In particular, she and others can’t be sure what summer may look like, let alone if the isolative measures won’t be stretched as far forward as 2022.
“I don’t think we’re going back to school this year and if that’s the case I don’t think we’re going to get a summer out of quarantine,” she said, pining for the close ties she has with camp friends she won’t be seeing as well.
“I video call a lot,” she said. “I’ve been Zooming all my camp friends and FaceTiming all my friends.”
Staples junior Taha Banatwal, 17, continues to find the socio-political ramifications of the COVID-19 crisis fascinating. (CLICK TO ENLARGE) Jarret Liotta for WestportNow.com
Along with new social practices, young people have also been adjusting to an entirely new school operation, where the bugs continue to be worked out.
“It’s all a big learning curve and I think that all of us are just getting used to it,” Adam said. “I know there are some teachers who are still trying to figure out an effective way to work with us and get work to us.”
While he’s finding it manageable — the workload actually less than he’s had overall in the past — he said many of his friends have reported there’s been much more than the prescribed four hours.
“There are kids who are getting really overloaded,” he said, noting a lack of coordination between teachers.
He and others said, however, that with the new scheduling — four classes taking place one day, then the other four the next day — things have improved, though issues remain.
“Originally it was just a free-for-all,” Adam said, with teachers just assigning work to keep the students busy.
“Originally it was really bad,” Carrie said, before the schedule change.
“I prefer it for now, but I wouldn’t want to do it forever,” she said. “I feel like I’m missing out on the enrichment … and it’s a lot of self-teaching,” making it more difficult based on one’s ability to self-motivate.
“You’re being given a lot more freedom and latitude in what you want to do,” Taha said, which at least for him has made school less stressful over all.
“It sort of give you more time to process what happens,” he said.
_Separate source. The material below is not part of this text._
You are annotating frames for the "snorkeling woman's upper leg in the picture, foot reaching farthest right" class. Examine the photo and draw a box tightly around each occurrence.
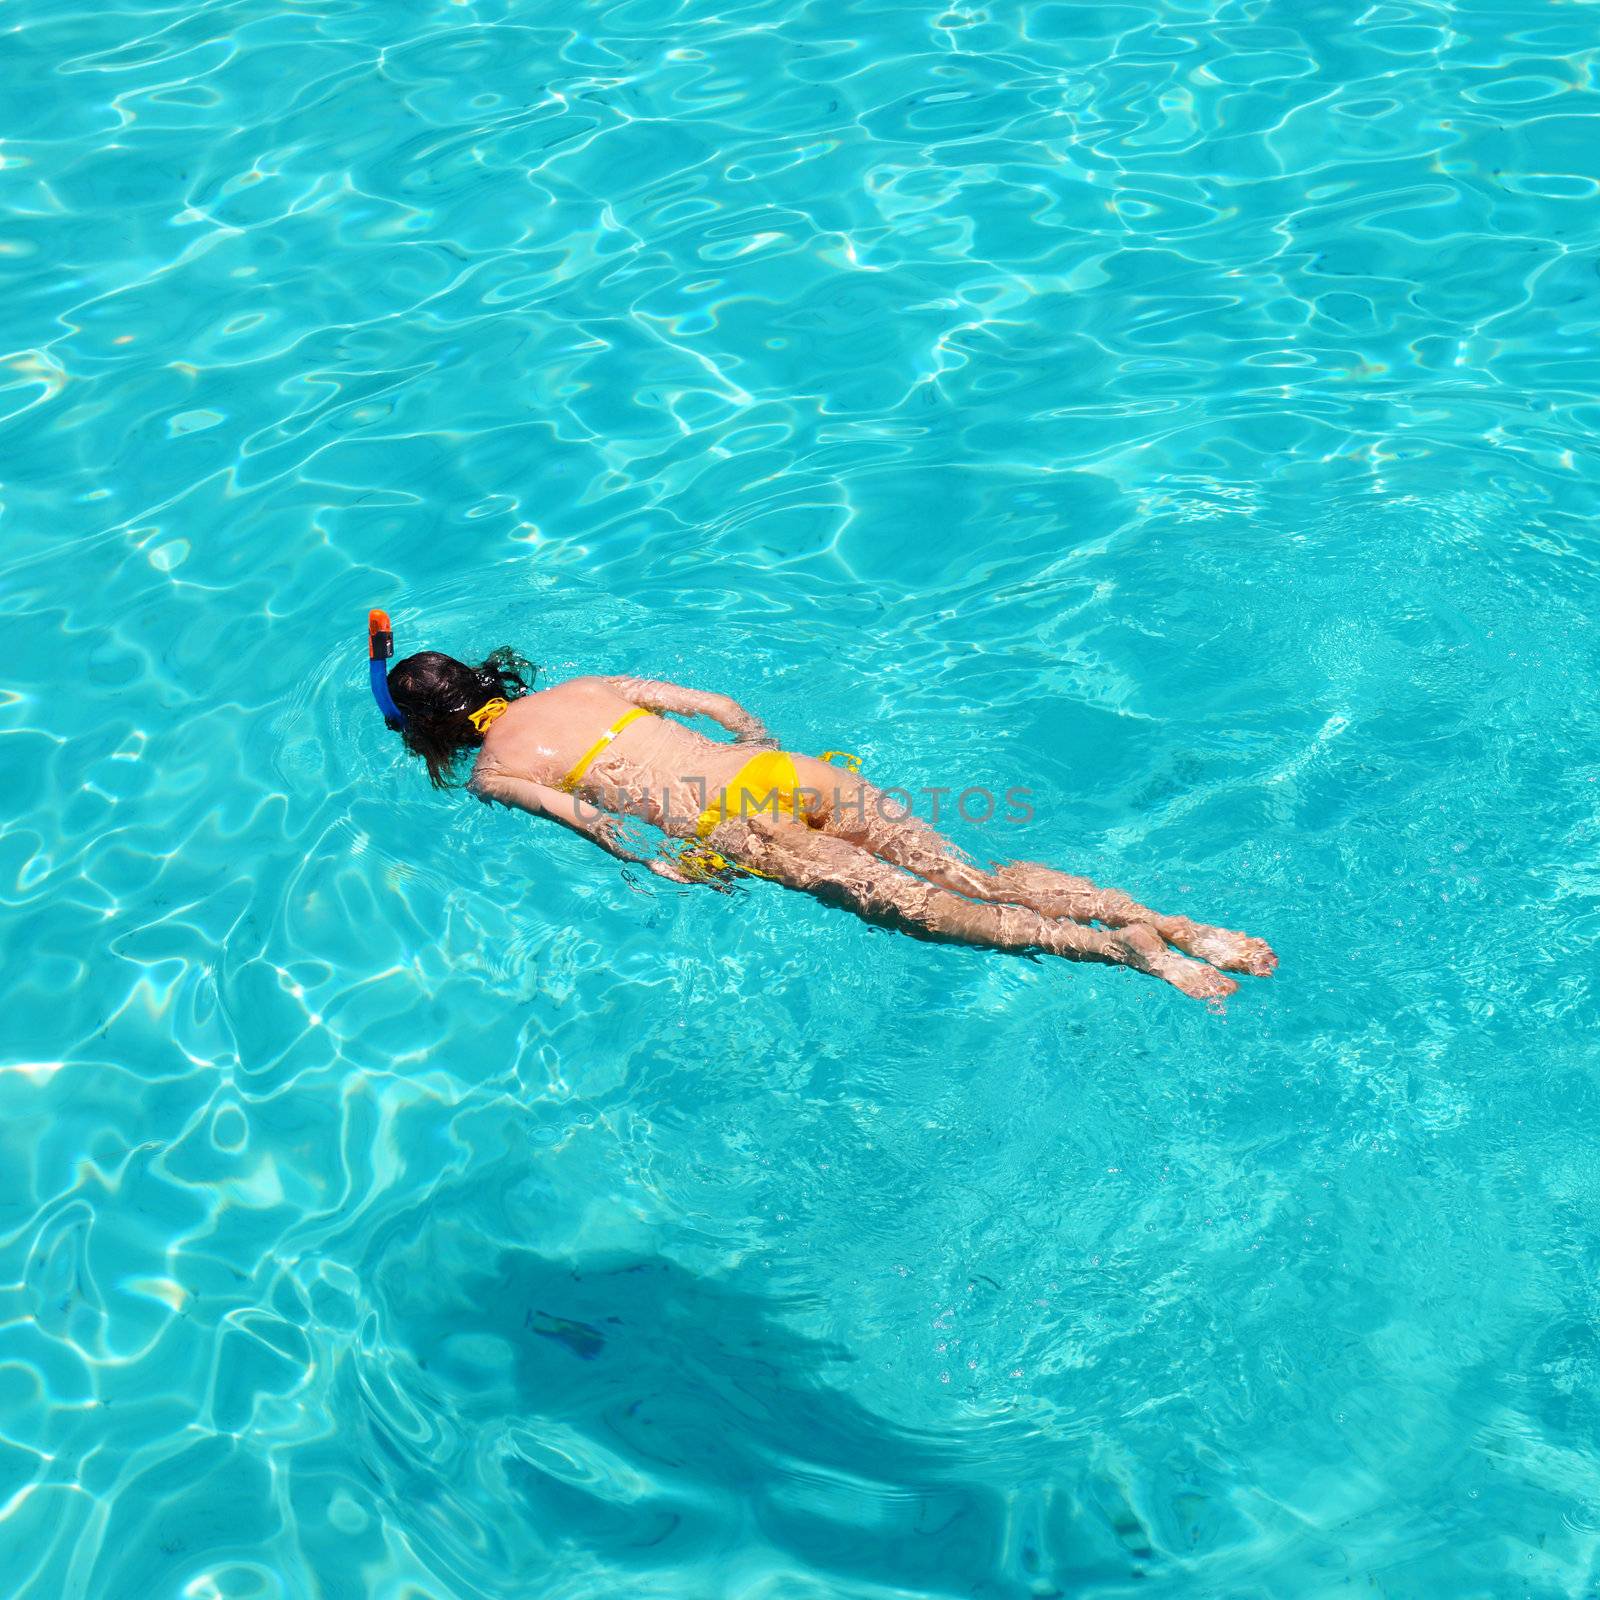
[797,758,1278,978]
When these teenagers aren’t students, they’re filling their time with a range of activities — some of which they might not otherwise be doing, others of which they’ve always done and now have a lot more time for.
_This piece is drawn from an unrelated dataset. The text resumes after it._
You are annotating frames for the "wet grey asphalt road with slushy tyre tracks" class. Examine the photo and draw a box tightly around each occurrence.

“I haven’t had a chance to read in a while,” Taha said. “I’ve read a couple of books.”
“Obviously there’s the classics, (like) just watching a lot of Netflix,” he said, noting that the most popular viewing this season seems to be “Tiger King.”
“That show is the weirdest thing ever,” he said.
“It’s kind of hard to be super-productive, because we have so much free time I kind of don’t know what to do with it,” said Carrie, who has likewise been reading more, playing music and has even finally sat down and written a song.
“I’ve been running a lot more … It does feel good to get out of the house,” Chloe said, even occasionally.
“I snack a lot more,” she said, “which is bad.”
“What I want to do is go out and see friends,” Adam said, “and go out and meet them and stuff, and I can’t do that.”
“It’s pretty redundant,” he said. “Not much going on … I think most kids are really, really hoping that the summer will open up.”